# Innocent Infringement is Tough to Prove



## KmH (Dec 5, 2015)

Infringer Learns that Innocent Infringement is Tough to Prove | Photo Attorney



> . . . Mungchi asserted the innocent infringement defense, claiming that it did not know that it was infringing on RTSI’s image. But the court didn’t buy it and awarded maximum statutory damages ($150,000), despite the fact that the actual profits were only $1350. . .


----------



## KmH (Dec 5, 2015)

From the public court records: Google Scholar
My added emphasis


> . . . Mungchi did not offer any evidence or testimony at trial that it made any attempt to determine whether the design was subject to copyright and/or that the image was available for use prior to placing the order with Top Design or before distributing and selling it to the Walgreens stores in question. . .
> 
> . . . Mungchi attempted to rely upon an incomplete copyright registration certificate purportedly received from Top Design that allegedly demonstrated ownership of a copyright in the Infringing T-Shirt design, the "effective date" of the registration is May 31, 2012. (_See_ Trial Ex. 503) _The Court takes judicial notice of the fact that "effective date" of a registration is date upon which the application for the registration was submitted to the Copyright Office, which in this case, is after RTSI notified Mungchi of the infringement_.
> 
> . . . Importantly, *this is not the first time Mungchi has infringed upon RTSI's copyrighted works*. In February 2008, RTSI, through counsel, sent a cease-and-desist letter to Mungchi regarding its infringement RTSI's copyright in the cover artwork for RTSI's Limited Collector's Edition Artwork. (_See_ Trial Ex. 44.) In response, Mungchi agreed to stop any further sales and inquired into the possibility of future licensing of RTSI's artwork. (_See_ Trial Ex. 45.) Mungchi offered no evidence at trial that it followed through on the inquiry or that it did anything further to avoid using RTSI's copyrighted works in the future.



Oh! No! Mr. Noh!



> The parties also agreed in their joint pre-trial order that the following facts are undisputed:
> 
> 4. Mungchi possessed the right and ability to supervise the infringing conduct and chose not to exercise that right and ability.
> 
> ...


With 4, 5, and 6 - Turn out the lights. The party is over.


----------



## timor (Dec 6, 2015)

So, what is the real problem here ? What is 695 view ?  Is now photographing streets copyrighted ? Someone can have a monopoly on photographing certain streets ? Or on the streets ?


----------



## Designer (Dec 6, 2015)

timor said:


> So, what is the real problem here ? What is 695 view ?  Is now photographing streets copyrighted ? Someone can have a monopoly on photographing certain streets ? Or on the streets ?

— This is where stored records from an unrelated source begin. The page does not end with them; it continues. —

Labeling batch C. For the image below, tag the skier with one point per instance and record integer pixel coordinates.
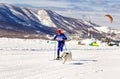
(60, 37)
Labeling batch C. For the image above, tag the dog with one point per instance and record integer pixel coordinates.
(66, 56)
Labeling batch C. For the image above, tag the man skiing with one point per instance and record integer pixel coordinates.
(60, 37)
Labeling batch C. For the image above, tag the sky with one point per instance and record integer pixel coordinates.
(77, 8)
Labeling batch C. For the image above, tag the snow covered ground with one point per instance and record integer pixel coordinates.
(33, 59)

_"RTSI collectively used these photographs to create an original artistic work entitled the "695 View."
_
That is the name of the image.


----------



## timor (Dec 6, 2015)

Designer said:


> timor said:
> 
> 
> > So, what is the real problem here ? What is 695 view ?  Is now photographing streets copyrighted ? Someone can have a monopoly on photographing certain streets ? Or on the streets ?
> ...


This. In meantime I I googled a bit more. It has not much to do with photography, rather it is a case of or stealing or copying very, very closely an idea. Fact, that it is an image is irrelevant here.
That's good. I was afraid, that some company can obtain exclusive rights on photographing in certain places ( like whole cities or maybe mountain ranges ) and anyone pulling out a camera might be sued. As it is happening already in Australia.
Top Australian Photographer Fighting for Rights After 'Near Arrest' on Public Land


----------



## KmH (Dec 6, 2015)

Ideas can't be copyrighted in the USA.

Copyright law varies somewhat by country.
In the recent past Canada made many changes to Canada Copyright law so Canada copyright law would be more similar to US copyright law.

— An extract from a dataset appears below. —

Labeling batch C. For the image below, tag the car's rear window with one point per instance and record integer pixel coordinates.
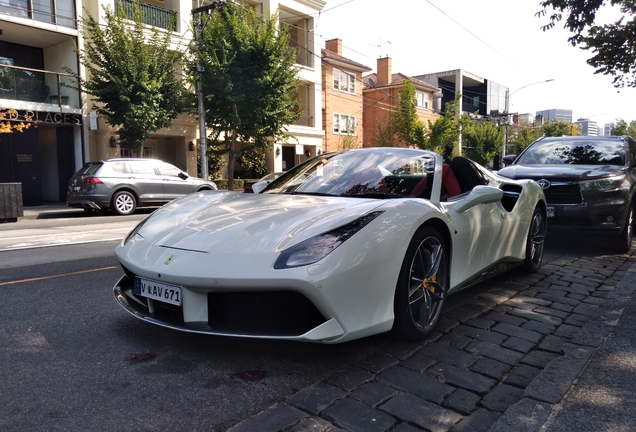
(588, 152)
(144, 168)
(89, 168)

As far as the AU story, did you know that if you want to use a tripod in New York City to make photographs the city requires you to get a permit? It does not matter if you're shooting for yourself or are being paid to shoot.

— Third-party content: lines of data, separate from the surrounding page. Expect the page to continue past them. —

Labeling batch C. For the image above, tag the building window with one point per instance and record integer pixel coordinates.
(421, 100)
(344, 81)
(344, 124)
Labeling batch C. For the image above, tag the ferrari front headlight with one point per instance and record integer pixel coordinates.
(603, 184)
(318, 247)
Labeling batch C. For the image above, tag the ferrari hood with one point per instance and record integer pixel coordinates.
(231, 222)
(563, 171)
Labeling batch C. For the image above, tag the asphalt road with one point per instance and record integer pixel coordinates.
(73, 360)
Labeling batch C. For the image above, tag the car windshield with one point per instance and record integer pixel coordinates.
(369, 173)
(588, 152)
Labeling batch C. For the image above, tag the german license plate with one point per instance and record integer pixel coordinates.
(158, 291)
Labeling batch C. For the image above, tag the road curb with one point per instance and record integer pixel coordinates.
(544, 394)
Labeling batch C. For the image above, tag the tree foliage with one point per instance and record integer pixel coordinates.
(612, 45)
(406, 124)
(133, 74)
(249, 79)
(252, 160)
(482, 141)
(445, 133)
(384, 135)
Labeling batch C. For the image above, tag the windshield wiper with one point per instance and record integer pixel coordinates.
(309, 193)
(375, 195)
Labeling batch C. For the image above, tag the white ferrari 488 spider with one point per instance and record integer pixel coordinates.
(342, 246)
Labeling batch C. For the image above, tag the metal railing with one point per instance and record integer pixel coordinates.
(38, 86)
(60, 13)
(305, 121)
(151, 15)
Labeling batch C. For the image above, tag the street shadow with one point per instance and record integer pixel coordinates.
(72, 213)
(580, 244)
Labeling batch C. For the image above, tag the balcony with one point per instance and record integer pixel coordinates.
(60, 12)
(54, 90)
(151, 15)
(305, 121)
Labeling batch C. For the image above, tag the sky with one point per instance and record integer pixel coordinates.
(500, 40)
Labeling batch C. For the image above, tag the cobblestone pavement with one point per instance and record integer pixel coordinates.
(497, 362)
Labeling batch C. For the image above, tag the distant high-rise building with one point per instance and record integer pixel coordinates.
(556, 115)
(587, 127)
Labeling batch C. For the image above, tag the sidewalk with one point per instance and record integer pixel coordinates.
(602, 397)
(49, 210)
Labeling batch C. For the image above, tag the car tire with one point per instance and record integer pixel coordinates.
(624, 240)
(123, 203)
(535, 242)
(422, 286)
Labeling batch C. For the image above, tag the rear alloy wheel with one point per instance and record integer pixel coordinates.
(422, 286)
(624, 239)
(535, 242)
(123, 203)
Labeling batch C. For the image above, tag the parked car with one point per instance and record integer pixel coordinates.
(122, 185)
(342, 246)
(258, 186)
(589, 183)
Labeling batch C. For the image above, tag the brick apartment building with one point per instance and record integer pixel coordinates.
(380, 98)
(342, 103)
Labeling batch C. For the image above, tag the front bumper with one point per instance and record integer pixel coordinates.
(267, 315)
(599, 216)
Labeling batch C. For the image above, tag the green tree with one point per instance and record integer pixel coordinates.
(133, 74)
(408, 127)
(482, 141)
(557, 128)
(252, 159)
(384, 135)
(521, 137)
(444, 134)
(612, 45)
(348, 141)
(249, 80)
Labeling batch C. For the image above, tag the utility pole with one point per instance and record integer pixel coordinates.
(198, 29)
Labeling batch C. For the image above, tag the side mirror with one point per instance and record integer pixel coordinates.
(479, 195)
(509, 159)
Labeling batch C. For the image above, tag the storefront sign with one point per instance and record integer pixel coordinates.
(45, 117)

Also most US national parks and many, many county and city parks requires getting a permit to do a commercial shoot. Part of the permitting process usually requires the photographer provide a Certificate of Insurance that shows the photographer has added the city, county, state government to the photographers liability insurance.


----------



## timor (Dec 6, 2015)

He he, no wonder sales of tripods are so slow.


----------



## 480sparky (Dec 6, 2015)

timor said:


> He he, no wonder sales of tripods are so slow.



No, it's due to the two week waiting period required to obtain one.  You know,.... because we're all gathering intel for the terrorists with our gear, buying a tripod invokes checking us through NCIC, Homeland Security, FBI, etc.


----------



## timor (Dec 6, 2015)

480sparky said:


> timor said:
> 
> 
> > He he, no wonder sales of tripods are so slow.
> ...


Good one. Never thought about that.


----------



## snowbear (Dec 6, 2015)

Well, they really are urban melee weapons.


----------



## timor (Dec 6, 2015)

Handy for launching Katyusha rockets...


----------